COLONIE — George Scaring, the Republican candidate for town supervisor is proposing to increase the town paving budget to address the “rapidly deteriorating roads and support transportation infrastructure.”
In addition to moving $1 million from other areas of the budget to pay for paving, Scaringe is proposing to take $1.5 million from mandatory mitigation fees paid by developers within the town’s four GEIS areas — the airport, Boght Road/Columbia Street, and Lisha Kill-Kings Road. The areas encompass some 15,000 acres of land that are attractive to developers. He would also dedicate any increases in sales tax revenue to paving.
“For over a decade the current administration has neglected the town’s roads and has not provided the necessary funding needed to adequately pave, repave and perform preventative maintenance on our roads and infrastructure,” he said. “This failure, coupled with a development policy that has resulted in massive growth, has strained Colonie’s infrastructure to the max. As a result, we have streets full of potholes, constant water main breaks, inadequate drainage systems and entire communities that haven’t been re-paved in decades.”
Supervisor Paula Mahan, who is seeking her seventh two-year office, said while increasing the money spent on roads sounds nice it just isn’t feasible. She also accused Scaringe of “not understanding the budget.”
“I don’t know where he is going to get that extra money,” she said. “The budget is very structured, and very conservative. We spend about $2.5 million a year on paving and the only place you will find extra money is if you lay people off like police or EMS and I would not advise doing that.”
She said every 1 percent tax increase equals about $250,000 so a $1 million additional expenditure would equal about a 4 percent tax increase.

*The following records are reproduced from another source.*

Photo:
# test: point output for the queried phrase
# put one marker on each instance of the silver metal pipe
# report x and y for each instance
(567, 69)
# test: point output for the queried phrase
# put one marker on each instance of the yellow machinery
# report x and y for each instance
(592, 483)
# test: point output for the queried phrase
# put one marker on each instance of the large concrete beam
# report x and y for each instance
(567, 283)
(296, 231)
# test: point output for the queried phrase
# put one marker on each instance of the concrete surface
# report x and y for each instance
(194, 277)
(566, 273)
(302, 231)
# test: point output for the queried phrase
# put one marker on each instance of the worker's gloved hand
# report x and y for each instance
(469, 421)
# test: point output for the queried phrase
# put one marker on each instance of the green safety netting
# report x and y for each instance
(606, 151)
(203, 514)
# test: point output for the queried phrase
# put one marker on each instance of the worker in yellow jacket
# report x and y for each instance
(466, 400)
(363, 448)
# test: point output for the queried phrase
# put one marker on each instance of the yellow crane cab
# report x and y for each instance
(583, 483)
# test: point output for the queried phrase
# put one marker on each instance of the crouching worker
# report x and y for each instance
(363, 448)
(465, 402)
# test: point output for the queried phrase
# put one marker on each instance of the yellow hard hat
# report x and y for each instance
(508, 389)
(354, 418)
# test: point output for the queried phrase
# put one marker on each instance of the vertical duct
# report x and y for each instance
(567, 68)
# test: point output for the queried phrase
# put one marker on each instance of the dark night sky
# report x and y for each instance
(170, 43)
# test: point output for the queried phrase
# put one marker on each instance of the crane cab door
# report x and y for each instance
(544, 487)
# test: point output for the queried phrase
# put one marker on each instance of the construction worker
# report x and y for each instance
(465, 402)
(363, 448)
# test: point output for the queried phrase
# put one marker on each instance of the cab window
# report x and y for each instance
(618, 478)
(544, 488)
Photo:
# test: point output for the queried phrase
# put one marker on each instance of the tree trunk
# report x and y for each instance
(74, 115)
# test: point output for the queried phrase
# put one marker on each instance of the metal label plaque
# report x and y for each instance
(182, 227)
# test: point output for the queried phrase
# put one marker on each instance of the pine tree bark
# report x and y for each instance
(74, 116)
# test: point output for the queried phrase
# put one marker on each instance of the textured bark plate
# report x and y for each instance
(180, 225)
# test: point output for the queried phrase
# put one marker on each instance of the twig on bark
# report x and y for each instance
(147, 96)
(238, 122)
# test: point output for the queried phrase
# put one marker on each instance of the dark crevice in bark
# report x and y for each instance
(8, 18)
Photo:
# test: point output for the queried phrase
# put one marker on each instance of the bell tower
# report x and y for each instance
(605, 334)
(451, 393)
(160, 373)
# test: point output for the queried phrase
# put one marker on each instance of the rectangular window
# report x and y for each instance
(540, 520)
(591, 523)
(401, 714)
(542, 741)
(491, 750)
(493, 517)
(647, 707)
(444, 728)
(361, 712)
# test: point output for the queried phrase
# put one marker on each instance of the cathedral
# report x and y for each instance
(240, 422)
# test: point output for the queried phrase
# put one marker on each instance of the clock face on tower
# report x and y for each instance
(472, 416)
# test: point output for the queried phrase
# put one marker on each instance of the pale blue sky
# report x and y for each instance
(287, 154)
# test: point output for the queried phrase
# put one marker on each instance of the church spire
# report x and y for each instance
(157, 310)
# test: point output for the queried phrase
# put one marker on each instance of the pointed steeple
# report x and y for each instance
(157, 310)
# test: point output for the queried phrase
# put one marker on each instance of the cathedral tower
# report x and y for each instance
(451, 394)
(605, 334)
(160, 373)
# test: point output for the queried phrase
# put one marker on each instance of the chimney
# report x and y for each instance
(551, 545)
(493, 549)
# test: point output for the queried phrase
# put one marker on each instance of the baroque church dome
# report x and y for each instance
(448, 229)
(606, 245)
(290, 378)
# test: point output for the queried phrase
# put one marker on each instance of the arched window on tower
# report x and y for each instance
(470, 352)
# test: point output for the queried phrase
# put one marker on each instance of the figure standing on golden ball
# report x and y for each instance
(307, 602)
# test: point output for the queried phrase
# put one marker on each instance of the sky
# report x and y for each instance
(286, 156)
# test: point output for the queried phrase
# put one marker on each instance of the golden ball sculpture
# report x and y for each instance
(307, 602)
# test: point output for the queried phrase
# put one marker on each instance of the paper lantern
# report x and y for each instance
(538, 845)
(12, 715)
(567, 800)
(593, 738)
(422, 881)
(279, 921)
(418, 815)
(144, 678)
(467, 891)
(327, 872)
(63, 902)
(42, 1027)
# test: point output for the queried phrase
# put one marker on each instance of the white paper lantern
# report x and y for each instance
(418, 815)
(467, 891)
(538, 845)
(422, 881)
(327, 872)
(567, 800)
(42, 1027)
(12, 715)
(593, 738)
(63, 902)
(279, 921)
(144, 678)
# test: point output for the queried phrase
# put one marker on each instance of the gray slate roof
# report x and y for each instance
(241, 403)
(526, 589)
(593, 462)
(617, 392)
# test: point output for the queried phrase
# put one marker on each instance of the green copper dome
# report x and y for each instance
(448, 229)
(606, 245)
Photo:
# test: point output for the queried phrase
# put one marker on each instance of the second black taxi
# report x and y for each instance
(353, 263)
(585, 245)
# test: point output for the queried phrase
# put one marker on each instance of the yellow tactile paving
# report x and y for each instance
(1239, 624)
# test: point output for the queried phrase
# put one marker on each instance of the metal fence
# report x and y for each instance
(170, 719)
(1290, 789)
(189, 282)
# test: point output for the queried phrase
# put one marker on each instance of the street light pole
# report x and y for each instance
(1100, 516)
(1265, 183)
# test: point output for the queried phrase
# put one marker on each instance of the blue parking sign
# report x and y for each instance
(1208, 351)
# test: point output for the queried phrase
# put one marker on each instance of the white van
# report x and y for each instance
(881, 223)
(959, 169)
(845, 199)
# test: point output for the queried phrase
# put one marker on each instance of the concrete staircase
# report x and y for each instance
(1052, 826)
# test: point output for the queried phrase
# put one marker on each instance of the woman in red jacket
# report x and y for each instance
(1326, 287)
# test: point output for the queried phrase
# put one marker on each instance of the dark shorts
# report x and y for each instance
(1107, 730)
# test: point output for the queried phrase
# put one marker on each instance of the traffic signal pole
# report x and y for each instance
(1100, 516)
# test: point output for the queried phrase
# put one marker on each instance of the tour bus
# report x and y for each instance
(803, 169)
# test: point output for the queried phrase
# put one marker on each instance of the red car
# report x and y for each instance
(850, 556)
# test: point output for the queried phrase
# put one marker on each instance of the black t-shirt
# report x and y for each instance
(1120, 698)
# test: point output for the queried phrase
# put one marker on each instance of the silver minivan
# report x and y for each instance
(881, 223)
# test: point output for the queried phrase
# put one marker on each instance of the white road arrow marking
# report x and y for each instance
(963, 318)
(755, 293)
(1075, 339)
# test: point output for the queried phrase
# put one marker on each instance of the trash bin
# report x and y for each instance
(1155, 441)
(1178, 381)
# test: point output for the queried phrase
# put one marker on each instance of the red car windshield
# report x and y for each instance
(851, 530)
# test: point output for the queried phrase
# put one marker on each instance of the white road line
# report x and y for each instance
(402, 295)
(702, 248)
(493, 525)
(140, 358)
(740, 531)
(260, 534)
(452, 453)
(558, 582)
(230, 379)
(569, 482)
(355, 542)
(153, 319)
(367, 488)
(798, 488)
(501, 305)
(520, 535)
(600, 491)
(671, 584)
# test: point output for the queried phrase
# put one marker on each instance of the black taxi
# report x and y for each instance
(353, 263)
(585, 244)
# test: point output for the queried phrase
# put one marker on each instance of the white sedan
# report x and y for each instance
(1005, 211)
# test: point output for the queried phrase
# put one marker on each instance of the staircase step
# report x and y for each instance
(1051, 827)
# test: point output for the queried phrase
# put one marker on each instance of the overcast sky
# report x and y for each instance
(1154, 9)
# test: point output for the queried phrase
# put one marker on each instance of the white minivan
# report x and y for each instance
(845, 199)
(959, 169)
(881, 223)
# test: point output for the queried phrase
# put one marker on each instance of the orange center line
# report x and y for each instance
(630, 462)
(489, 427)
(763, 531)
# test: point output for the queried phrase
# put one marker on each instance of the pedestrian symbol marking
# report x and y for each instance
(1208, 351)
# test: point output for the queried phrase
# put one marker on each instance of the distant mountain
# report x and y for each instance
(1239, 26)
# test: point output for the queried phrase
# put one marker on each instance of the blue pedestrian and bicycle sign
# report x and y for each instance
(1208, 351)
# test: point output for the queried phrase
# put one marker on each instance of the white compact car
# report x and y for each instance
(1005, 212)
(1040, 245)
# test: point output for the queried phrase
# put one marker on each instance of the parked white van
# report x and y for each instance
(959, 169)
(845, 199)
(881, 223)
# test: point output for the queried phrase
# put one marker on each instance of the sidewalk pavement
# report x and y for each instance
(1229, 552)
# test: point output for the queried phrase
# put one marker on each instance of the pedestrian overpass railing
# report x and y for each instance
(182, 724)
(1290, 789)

“We know the budget inside and out and we worked it from near bankruptcy to where it is now. It’s not like you can just find money to do these things,” Mahan said. “If you tell people you can do more, some really critical things would suffer and I don’t think he understands the budget at all. He has never asked about the finances but our controller’s office and our financial people are always available to anyone who has any questions about the budget.”
Jack Cunningham, the Department of Public Works commissioner said taking money out of GEIS mitigation funds may “sound great” but it’s not only not practical, it’s illegal as it stands now.
“The whole point of the GEIS is to predict the infrastructure necessary to support future development in those areas,” he said. “As people come into the area, they pay into the GEIS and how much that is is pre-determined within the scope of the GEIS.”
Mitigation fees are formulaic, he said, and based on those infrastructure needs within the GEIS. To take money out of it would require modification the GEIS documents from a legal and engineering standpoint.
Right now the town paves between 10 and 12 miles of roads per year at a cost of about $2.5 million. Which ones get re-paved are on an as needed basis. Depending on the volume of traffic some roads can last a decade of 15 years and some more than 25 years. While there are some 83,000 residents living in town, there are some 250,000 who commute through it on a daily basis.
There are about 320 miles of road the town is responsible for maintaining with more added each year. As developers add subdivisions and other structures, often times a new road is built and deeded to the town once the project is complete. Paving money comes from the town budget as well as federal and state funding. A portion of the gasoline tax every New Yorker pays is earmarked to help municipalities to pave roads.
Scaringe said he would “appoint professional construction and engineering staff to oversee the DPW, and prepare a plan to utilize greater volume procurement savings with local municipalities and recommend new policies to establish both “catch up and sustainable long term road and infrastructure funding.”
“Accepting roads without a funded maintenance program is like adding spending to the national debt, creating liabilities that future generations will bear; I won’t do it,” he said.